• Authorities confirmed two cats in New York state tested positive for COVID-19
  • The cats were the first pets in the U.S. to test positive
  • There was so far no evidence that pets played a role in spreading the virus
  • Owners were advised to keep their pets from animals and people outside their homes

Authorities confirmed two pet cats in New York state tested positive for coronavirus. Experts emphasized there was currently no evidence that pets played a role in the spread of the coronavirus.

In a joint statement, the United States Centers for Disease Control and Prevention (CDC) and the U.S. Department of Agriculture (USDA) confirmed two cats in New York state were the first pets in the country to test positive for SARS-CoV-2, the virus that causes COVID-19.

The first cat was tested by a veterinarian after it presented mild respiratory signs. No one from the cat's household had been confirmed to have COVID-19, so it was possible the cat contracted it from either a mildly sick or asymptomatic person in the household, or from an infected person outside the home.

The second cat was also tested after it showed signs of a respiratory illness, but, in this case, its owner had previously tested positive for COVID-19.

The cats were from different parts of the state and were expected to make a full recovery.

Experts had previously advised cat owners to keep their pets indoors if anyone from their household was stick with COVID-19. This was because in the small number of COVID-19 cases in animals, the transmission was likely from human to pet. Such was also the case of a tiger in the Bronx Zoo that tested positive for COVID-19 after possibly being infected by an asymptomatic zoo employee who was "actively shedding" the virus.

That said, even if there have been cases wherein humans likely infected animals with COVID-19, there was so far no evidence the latter could do the same.

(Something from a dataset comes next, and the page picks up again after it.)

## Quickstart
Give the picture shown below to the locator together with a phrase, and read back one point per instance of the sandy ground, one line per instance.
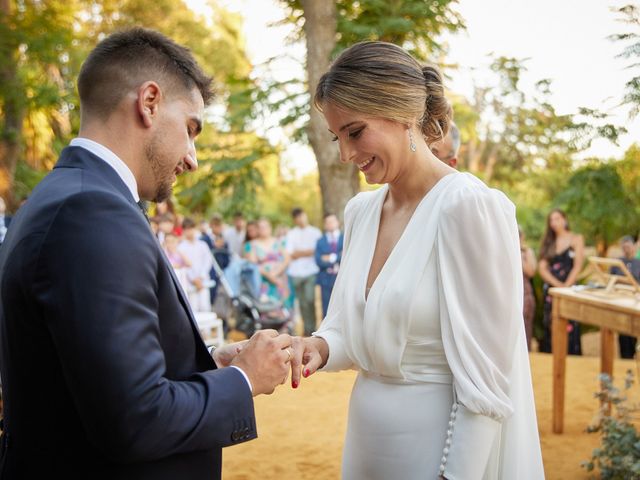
(301, 431)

"Public health officials are still learning about SARS-CoV-2, but there is no evidence that pets play a role in spreading the virus in the United States," the statement by the CDC and USDA noted. "Therefore, there is no justification in taking measures against companion animals that may compromise their welfare. Further studies are needed to understand if and how different animals, including pets, could be affected."

While authorities were still learning more about the coronavirus in animals, people were advised to let their pets practice social distancing, both from people or other animals outside their home. Recommendations included keeping cats indoors, walking dogs on a leash and avoiding dog parks.

Those households affected by COVID-19 were also advised to minimize their contact with their pets, and, if possible, to have someone else take care of the animals while they were sick. If contact cannot be avoided, then it was important to avoid close contact, to wear face covering, and to wash the hands before and after interacting with pets.